O no va a salir nunca, como Ariel Llanos, Marcelo Zafatle, Néstor Salto, Germán Medina, Rodolfo Arancibia, María del Carmen Venencio, Marcos Dunda, Maximiliano Rodríguez, Luis Ordóñez, Fabián Lucero, Jonathan Retamoso, Marcelo López Pavón, Santiago Romano, Juan David Fernández, Santiago Romano, Guillermo Palleres, Micaela Romero, Diego Borjas, Maximiliano Graziano, Lucas Simone y muchos otros pibes y pibas muertos en alguno de esos lugares «de protección y contención» en todo el país. Dicho sea de paso, ninguno de ellos había cometido un hecho de sangre. Muchos, como Germán Medina, ni siquiera habían sido acusados por un delito, sino que estaban internados por razones «asistenciales», para satisfacer «necesidades morales y materiales» que sus familias no podían proveer, y que el Estado resolvió matándolos.

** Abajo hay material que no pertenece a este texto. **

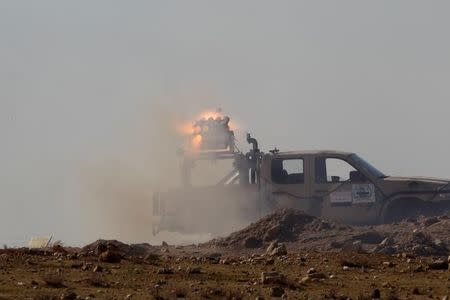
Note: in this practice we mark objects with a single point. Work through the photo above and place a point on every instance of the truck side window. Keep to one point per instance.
(330, 170)
(287, 171)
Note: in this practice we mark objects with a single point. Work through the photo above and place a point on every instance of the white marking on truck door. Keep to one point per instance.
(340, 197)
(363, 193)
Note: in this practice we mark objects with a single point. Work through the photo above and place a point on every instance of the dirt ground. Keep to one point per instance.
(301, 258)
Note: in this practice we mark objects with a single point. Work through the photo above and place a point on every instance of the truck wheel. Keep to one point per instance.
(405, 208)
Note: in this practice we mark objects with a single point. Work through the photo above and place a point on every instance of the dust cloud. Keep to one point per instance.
(118, 189)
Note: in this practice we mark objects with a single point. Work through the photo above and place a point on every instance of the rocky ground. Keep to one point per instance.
(285, 255)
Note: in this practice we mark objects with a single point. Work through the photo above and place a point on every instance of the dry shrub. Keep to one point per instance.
(54, 281)
(96, 281)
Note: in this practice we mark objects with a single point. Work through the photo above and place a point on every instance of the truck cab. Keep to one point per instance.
(343, 186)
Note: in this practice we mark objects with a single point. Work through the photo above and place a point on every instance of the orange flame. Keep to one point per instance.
(196, 142)
(187, 128)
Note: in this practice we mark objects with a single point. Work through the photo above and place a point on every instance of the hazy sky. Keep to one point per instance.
(77, 77)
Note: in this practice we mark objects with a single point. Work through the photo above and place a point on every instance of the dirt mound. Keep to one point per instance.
(422, 236)
(283, 226)
(100, 246)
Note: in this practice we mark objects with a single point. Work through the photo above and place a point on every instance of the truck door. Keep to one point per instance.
(290, 184)
(345, 194)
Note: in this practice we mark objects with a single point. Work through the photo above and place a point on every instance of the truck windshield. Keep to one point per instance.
(367, 167)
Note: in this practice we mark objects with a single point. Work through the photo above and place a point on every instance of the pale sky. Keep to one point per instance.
(372, 77)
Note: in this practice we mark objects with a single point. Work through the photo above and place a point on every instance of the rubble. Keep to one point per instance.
(421, 237)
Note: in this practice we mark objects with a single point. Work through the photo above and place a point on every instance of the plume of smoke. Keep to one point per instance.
(118, 191)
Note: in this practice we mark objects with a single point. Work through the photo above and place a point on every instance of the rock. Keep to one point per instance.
(279, 250)
(317, 275)
(369, 237)
(272, 233)
(387, 242)
(376, 294)
(271, 247)
(97, 269)
(252, 243)
(305, 280)
(438, 264)
(276, 291)
(69, 296)
(272, 278)
(430, 221)
(110, 256)
(389, 264)
(194, 270)
(165, 271)
(100, 248)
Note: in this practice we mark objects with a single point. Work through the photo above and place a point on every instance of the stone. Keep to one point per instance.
(389, 264)
(376, 294)
(276, 291)
(272, 233)
(317, 275)
(279, 250)
(252, 243)
(194, 270)
(430, 221)
(97, 269)
(272, 278)
(387, 242)
(69, 296)
(271, 247)
(110, 256)
(438, 264)
(165, 271)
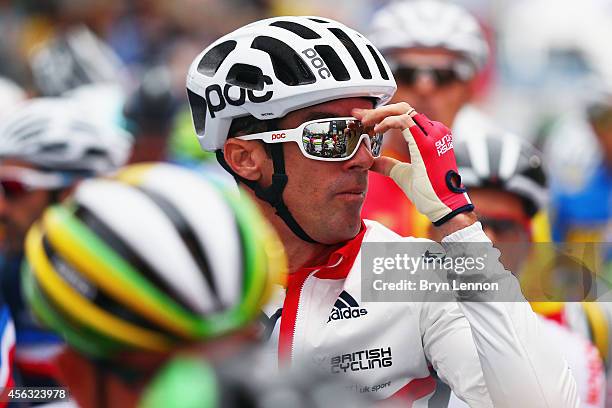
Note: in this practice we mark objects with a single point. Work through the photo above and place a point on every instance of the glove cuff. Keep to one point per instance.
(465, 208)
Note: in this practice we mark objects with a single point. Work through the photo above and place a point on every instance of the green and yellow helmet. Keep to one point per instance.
(151, 258)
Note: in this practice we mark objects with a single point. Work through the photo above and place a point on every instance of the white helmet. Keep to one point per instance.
(10, 95)
(274, 66)
(429, 24)
(54, 134)
(72, 59)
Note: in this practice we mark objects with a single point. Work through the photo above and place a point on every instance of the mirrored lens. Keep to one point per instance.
(338, 139)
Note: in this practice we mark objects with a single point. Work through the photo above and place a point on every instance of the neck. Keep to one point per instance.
(302, 254)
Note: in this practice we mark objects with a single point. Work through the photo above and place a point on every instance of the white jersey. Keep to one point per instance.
(490, 354)
(583, 359)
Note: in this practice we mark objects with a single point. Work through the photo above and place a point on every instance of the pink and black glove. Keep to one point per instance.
(431, 180)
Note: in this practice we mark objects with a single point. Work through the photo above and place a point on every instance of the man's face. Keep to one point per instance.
(19, 211)
(436, 94)
(326, 197)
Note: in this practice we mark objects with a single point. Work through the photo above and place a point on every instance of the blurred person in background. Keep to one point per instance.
(149, 114)
(10, 96)
(47, 146)
(507, 183)
(71, 59)
(256, 94)
(551, 56)
(582, 186)
(134, 269)
(436, 51)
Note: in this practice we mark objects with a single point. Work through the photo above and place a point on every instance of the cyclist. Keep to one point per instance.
(582, 189)
(269, 81)
(46, 147)
(133, 268)
(507, 184)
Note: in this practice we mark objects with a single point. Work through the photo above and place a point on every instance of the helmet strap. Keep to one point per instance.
(273, 194)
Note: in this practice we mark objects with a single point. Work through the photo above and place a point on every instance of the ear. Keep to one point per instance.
(247, 158)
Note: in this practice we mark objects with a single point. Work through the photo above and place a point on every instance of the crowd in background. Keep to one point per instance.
(548, 80)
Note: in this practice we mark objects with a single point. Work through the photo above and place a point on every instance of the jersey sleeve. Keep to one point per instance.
(448, 345)
(519, 367)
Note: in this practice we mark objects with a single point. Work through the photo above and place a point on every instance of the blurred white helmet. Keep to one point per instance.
(10, 95)
(274, 66)
(429, 24)
(56, 135)
(74, 58)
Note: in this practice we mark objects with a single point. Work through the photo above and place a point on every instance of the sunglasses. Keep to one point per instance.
(441, 76)
(333, 139)
(18, 181)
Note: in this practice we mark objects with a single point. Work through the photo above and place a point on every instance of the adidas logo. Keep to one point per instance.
(346, 307)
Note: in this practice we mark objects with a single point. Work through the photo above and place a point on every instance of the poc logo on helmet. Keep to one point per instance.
(317, 62)
(217, 99)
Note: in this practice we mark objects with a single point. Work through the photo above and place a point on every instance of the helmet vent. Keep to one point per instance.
(353, 51)
(303, 31)
(212, 60)
(379, 64)
(289, 68)
(333, 62)
(246, 76)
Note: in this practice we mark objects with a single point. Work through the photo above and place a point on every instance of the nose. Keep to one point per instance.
(362, 160)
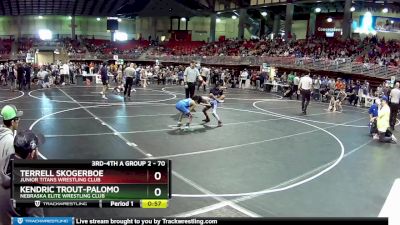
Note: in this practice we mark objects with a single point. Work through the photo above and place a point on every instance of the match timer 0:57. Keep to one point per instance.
(154, 203)
(87, 183)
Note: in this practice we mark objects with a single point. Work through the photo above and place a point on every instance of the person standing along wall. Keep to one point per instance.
(394, 105)
(190, 75)
(130, 72)
(305, 86)
(104, 79)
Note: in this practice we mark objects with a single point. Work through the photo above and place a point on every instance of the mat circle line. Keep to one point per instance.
(110, 103)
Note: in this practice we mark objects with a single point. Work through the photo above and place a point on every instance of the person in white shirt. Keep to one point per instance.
(305, 85)
(243, 78)
(143, 77)
(191, 74)
(205, 74)
(296, 82)
(394, 104)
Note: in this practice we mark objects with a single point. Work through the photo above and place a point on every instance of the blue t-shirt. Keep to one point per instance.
(373, 110)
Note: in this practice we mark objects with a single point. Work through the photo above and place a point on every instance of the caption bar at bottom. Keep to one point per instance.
(199, 221)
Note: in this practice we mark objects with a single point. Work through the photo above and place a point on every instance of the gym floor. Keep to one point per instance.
(266, 160)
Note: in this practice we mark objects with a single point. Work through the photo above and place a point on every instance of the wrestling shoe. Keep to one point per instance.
(206, 120)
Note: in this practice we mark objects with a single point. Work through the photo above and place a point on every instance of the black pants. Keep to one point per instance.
(71, 78)
(295, 88)
(385, 137)
(394, 109)
(306, 96)
(21, 83)
(128, 86)
(27, 82)
(353, 99)
(190, 90)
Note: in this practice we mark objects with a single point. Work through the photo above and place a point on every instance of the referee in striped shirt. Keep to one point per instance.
(305, 86)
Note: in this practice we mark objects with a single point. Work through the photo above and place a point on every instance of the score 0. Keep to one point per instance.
(157, 176)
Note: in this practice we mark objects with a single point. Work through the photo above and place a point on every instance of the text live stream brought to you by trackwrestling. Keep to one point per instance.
(199, 221)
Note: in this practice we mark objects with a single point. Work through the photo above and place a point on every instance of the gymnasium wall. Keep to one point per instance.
(62, 25)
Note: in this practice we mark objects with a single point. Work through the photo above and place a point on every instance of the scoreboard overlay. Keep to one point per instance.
(91, 183)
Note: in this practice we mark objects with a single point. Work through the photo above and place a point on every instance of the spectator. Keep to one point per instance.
(190, 75)
(383, 123)
(10, 116)
(26, 147)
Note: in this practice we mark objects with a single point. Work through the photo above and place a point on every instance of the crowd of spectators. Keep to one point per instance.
(381, 52)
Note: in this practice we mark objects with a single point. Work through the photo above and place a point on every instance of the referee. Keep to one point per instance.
(305, 85)
(190, 75)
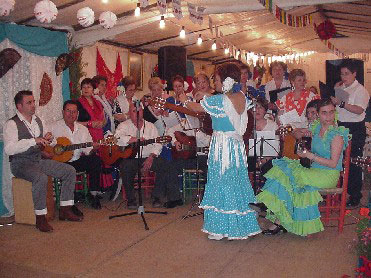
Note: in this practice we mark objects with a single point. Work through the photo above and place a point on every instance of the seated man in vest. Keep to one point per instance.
(83, 159)
(166, 179)
(24, 137)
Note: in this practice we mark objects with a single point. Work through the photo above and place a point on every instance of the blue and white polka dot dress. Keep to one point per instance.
(228, 190)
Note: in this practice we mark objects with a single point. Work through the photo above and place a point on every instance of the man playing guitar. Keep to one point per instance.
(24, 136)
(166, 179)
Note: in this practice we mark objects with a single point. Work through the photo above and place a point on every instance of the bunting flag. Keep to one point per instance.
(195, 14)
(112, 78)
(177, 9)
(286, 18)
(161, 5)
(143, 3)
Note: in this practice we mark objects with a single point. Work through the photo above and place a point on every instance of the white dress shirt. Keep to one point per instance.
(12, 145)
(359, 96)
(80, 134)
(127, 129)
(271, 85)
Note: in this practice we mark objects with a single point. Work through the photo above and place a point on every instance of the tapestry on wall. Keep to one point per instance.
(113, 78)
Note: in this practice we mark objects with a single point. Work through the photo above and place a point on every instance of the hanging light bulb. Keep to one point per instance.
(182, 33)
(213, 47)
(199, 40)
(162, 22)
(137, 10)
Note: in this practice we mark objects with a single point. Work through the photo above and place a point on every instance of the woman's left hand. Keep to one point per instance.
(182, 98)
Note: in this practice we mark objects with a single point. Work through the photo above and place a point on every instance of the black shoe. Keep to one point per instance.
(156, 203)
(132, 204)
(95, 202)
(275, 231)
(352, 204)
(76, 211)
(173, 204)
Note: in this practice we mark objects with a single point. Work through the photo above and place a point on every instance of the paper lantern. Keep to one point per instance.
(107, 19)
(6, 6)
(85, 16)
(45, 11)
(326, 30)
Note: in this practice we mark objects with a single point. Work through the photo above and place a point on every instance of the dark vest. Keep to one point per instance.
(33, 153)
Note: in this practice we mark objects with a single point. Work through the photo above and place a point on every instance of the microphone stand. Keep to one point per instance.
(139, 173)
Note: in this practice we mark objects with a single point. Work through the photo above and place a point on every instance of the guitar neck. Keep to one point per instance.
(77, 146)
(181, 109)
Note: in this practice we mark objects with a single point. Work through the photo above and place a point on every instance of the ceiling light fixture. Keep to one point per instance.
(213, 47)
(199, 40)
(162, 22)
(137, 10)
(182, 33)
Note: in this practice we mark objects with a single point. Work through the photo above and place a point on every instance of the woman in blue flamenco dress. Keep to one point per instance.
(291, 190)
(228, 190)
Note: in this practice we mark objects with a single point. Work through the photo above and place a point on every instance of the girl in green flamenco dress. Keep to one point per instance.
(291, 190)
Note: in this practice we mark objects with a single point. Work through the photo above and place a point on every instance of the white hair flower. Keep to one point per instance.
(228, 84)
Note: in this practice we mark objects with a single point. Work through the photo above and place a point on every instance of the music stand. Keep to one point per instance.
(197, 199)
(140, 210)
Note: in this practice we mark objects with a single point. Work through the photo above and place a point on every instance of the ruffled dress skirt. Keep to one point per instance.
(228, 194)
(291, 195)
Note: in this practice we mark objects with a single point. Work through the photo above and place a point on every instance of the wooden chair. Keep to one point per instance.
(82, 185)
(335, 198)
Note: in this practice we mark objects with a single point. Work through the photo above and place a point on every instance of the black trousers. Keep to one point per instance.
(166, 178)
(92, 165)
(358, 131)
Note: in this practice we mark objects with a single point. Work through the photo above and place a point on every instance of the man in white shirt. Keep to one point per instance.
(24, 137)
(166, 180)
(83, 159)
(352, 115)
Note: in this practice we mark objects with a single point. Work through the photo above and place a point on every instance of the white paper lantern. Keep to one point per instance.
(45, 11)
(85, 16)
(107, 19)
(6, 6)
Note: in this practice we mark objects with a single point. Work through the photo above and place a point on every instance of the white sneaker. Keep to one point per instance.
(215, 237)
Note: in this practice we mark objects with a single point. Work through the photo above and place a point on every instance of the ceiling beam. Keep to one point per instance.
(61, 7)
(78, 27)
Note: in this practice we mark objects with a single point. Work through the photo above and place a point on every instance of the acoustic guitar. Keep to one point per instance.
(188, 147)
(63, 150)
(111, 153)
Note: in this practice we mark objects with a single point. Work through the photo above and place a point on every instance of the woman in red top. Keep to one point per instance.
(297, 99)
(91, 113)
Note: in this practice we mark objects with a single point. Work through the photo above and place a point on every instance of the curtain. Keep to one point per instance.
(39, 49)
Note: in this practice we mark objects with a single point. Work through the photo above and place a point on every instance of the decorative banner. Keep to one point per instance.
(196, 14)
(161, 5)
(85, 17)
(107, 19)
(211, 26)
(112, 78)
(177, 9)
(45, 11)
(286, 18)
(8, 58)
(6, 6)
(46, 90)
(200, 17)
(143, 3)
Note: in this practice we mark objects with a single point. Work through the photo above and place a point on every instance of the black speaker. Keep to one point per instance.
(172, 60)
(333, 71)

Nos dicen también que hay un «vacío legal», que hay que instaurar a nivel nacional un régimen penal juvenil similar al que ya rige en otras provincias, como la de Buenos Aires, con el argumento de que ser juzgado da a los pibes el derecho a defenderse. De nuevo, es cierto que la ley nacional que rige el procedimiento penal de chicos menores de edad es de 1980, pero la implementación, en muchas provincias y países limítrofes, de sistemas de responsabilidad penal juvenil no han modificado la vulnerabilidad y la injusticia que padecen los hijos de los pobres.
Tanto las leyes provinciales ya vigentes, como los diferentes proyectos existentes y que se vienen, declaman con cuidado cuanto derecho y garantía procesal recordaron sus autores, e invocan a cada paso la constitución y pactos internacionales. Así, empaquetan con un velo políticamente correcto la sujeción de pibes de 14 años a un régimen penal similar al de los adultos, que ni siquiera excluye el arbitrario procedimiento sumarísimo y sin defensa de la flagrancia.
Parte del discurso para la tribuna se nota cuando hablan de la necesidad de que los procesos sean rápidos, y que todo el trámite, desde su inicio hasta la sentencia, dure un año o menos. Cualquiera que camine los tribunales sabe que sólo se pueden cumplir esos plazos con condenas express, usando los juicios abreviados, en los que toda la actividad del defensor oficial se reduce a la extorsión («firmá el abreviado, pibe, te conviene»), o con el sistema de la flagrancia. Esos mecanismos, aplicados a la realidad material de los chicos que son judicializados en nuestro país, los más pobres y vulnerables, son formidables herramientas de disciplinamiento social, que no consagran el «derecho al debido proceso», sino el derecho a la condena.
Imputables o inimputables, hoy las cárceles de niños están llenas, y ninguno es el hijo de un empresario, un político o un funcionario. Esos, cuando cometen un delito, son tan impunes como sus padres.
Todo este «debate» sobre la imputabilidad penal de los menores de edad trata, en realidad, de cómo exterminarlos en mayor número, al menor costo posible, y que los que queden vivos, sirvan de clientes para las porquerías que trafica la burguesía, y de mano de obra esclava para su policía. Y que aprendan que si se rebelan, si dicen «no», les puede pasar como a Luciano Arruga.
Nos quieren imponer un falso debate legislativo, escondiendo detrás de la biblioteca los cadáveres de miles de pobres, hoy al ritmo de uno por día. No quieren que veamos que, mientras se mantenga el carácter clasista del sistema judicial y de todo el aparato estatal, los niños pobres seguirán muriendo en los reformatorios. Y por supuesto, también seguirán siendo pobres.